3) If one can uphold 2) then one does 1)
4) A prosecutor can do 3)
5) Hence, I want to be a prosecutor.
I disagree with the premises [as many of you do]. However, dashrishi's beliefs aren't that alluring either. The following is a very rough summary of what I am guessing is dashrishi's beliefs [dashrishi's is a very complex view so the summary will be incomplete]:
A) What law is is one thing (i.e. whatever it is doesn't matter as far as its ontology goes; as will be clear below, dashrishi has some ethical theories going on about what law ought to be) but the practice of law quite another. The ground reality is all about putting the horse before the cart and not vice versa - prosecutors (or lawyers in general) are so overworked that all they want is the easiest way out and in that they end up compromising their carts [what I mean is, dashrishi holds that ppl like OP take theory to be apart and independent of the consequences of its breach but in reality theory takes the back burner. Think legal skepticism or even moral realism if you will. But dashrishi's view is more complicated than what, say, O.W. Holmes held]
B) The practice of law ought to be such that it yields the best possible results [i.e. the most amount of happiness overall, in an ideal world]. Unfortunately, because of the ground reality described in 1), we're not getting to the best possible world.
C) Hence, from A and B, we should actually be putting the cart before the horse
but only that the cart should be a humanistic, utilitarian, and a liberal cart (as opposed to carts like that proposed by the OP). In other words, the ground reality ought to be the way
I think it ought to be. And, "hey, OP, your proposal of the best possible ground reality is lousy and mine is much better - it is humanistic, it accounts for the socio-economic disparity, it is inherently more just etc."

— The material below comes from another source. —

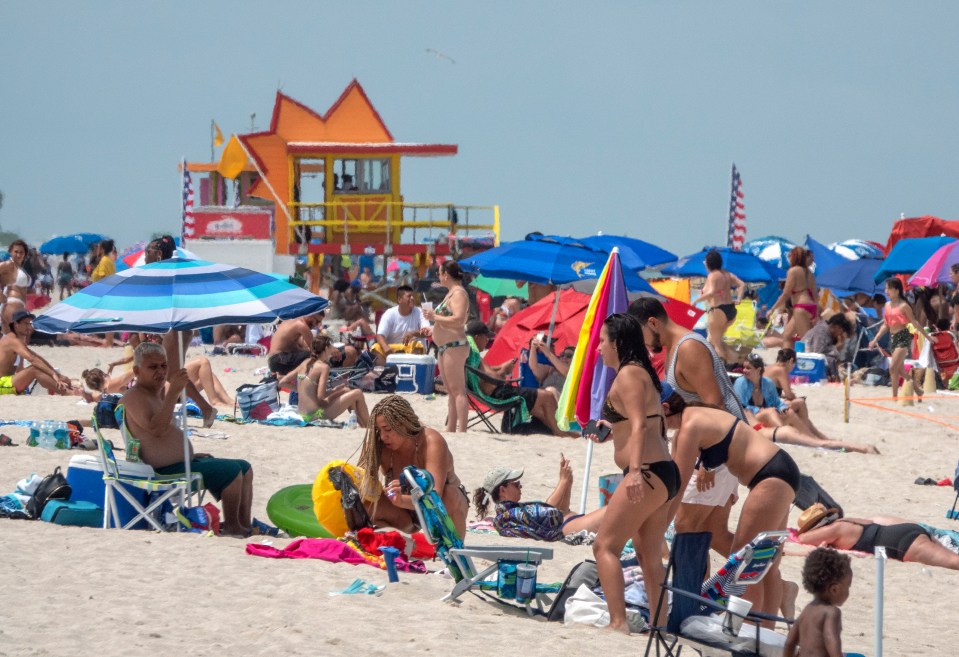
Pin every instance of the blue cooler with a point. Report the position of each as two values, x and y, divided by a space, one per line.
811 366
85 477
416 372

I actually fall squarely on dashrishi's camp, even though I have been brutal about describing it. I just wanted to make a point that the argument is all about assumptions, assumptions, assumptions that we have. Some of us may have a greater claim to data analysis and "reality" out there while some of us may have a greater claim to "this is what it ought to be" pulpit views.

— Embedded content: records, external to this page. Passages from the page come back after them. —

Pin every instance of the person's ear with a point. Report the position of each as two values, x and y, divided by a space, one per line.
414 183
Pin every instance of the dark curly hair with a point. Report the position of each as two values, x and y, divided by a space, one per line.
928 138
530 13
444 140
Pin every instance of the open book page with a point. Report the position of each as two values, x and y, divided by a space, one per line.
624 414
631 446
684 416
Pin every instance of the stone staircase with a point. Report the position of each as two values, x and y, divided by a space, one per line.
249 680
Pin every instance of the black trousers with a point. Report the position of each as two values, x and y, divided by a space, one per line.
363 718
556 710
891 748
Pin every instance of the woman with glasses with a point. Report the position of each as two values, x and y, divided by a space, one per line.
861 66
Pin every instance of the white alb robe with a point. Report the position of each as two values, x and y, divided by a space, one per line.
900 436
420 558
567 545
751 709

This lengthy exegesis just because many of you veered into metaethics and were making all sorts of wild claims about law and morality and, especially, about what morality is. There is always a danger of mixing what law is with what morality is. A lot of you seem to be moral realists and even moral factualists, including both the OP and the people opposing him. And this is where I hesitate to mark the OP off as some naive 19 yr old just weaned on Law & Order and such. I think his views mirror that of a LOT of people out there. That's the ground reality. Most are legal realists out there.
On the other hand, this post is probably making you

and what not. This is what too much philosophy and too much Ramen noodles does to ya, as I mentioned in TLS earlier too. Fuggedaboudid y'all. Good luck on your apps.